NULL values makes business logic far more compact and intuitive. For enumerated values in fields it's easy enough to define another value in the same field to mean 'unknown' or 'not entered', but you can't do that for strings, numbers, datetimes, etc. -- you have to throw in a bunch of unwieldy additional boolean fields instead.
The underlying problem here is that SQL lacks Sum Types (aka Tagged Unions). Such types solve all these problems effortlessly.
In contrast to what SQL has, Sum Types combined with Product Types (which is basically what a row is) are actually a universal way to model all possible data[0]. (Of course you may want syntax sugar, etc. on top of that, but Sums and Products at the bottom is sufficient.)

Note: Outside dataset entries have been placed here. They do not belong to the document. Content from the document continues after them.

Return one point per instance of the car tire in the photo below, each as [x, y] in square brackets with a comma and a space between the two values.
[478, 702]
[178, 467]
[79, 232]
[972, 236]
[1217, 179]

[0] I'm actually not sure if I should qualify that -- I believe Sums+Products can actually model anything, assuming you allow recursive type definitions -- which might be hard to make perform well. Storing a linked list in a database field, e.g. might not be the best idea.
NULL values makes business logic far more compact and intuitive. For enumerated values in fields it's easy enough to define another value in the same field to mean 'unknown' or 'not entered', but you can't do that for strings, numbers, datetimes, etc. -- you have to throw in a bunch of unwieldy additional boolean fields instead.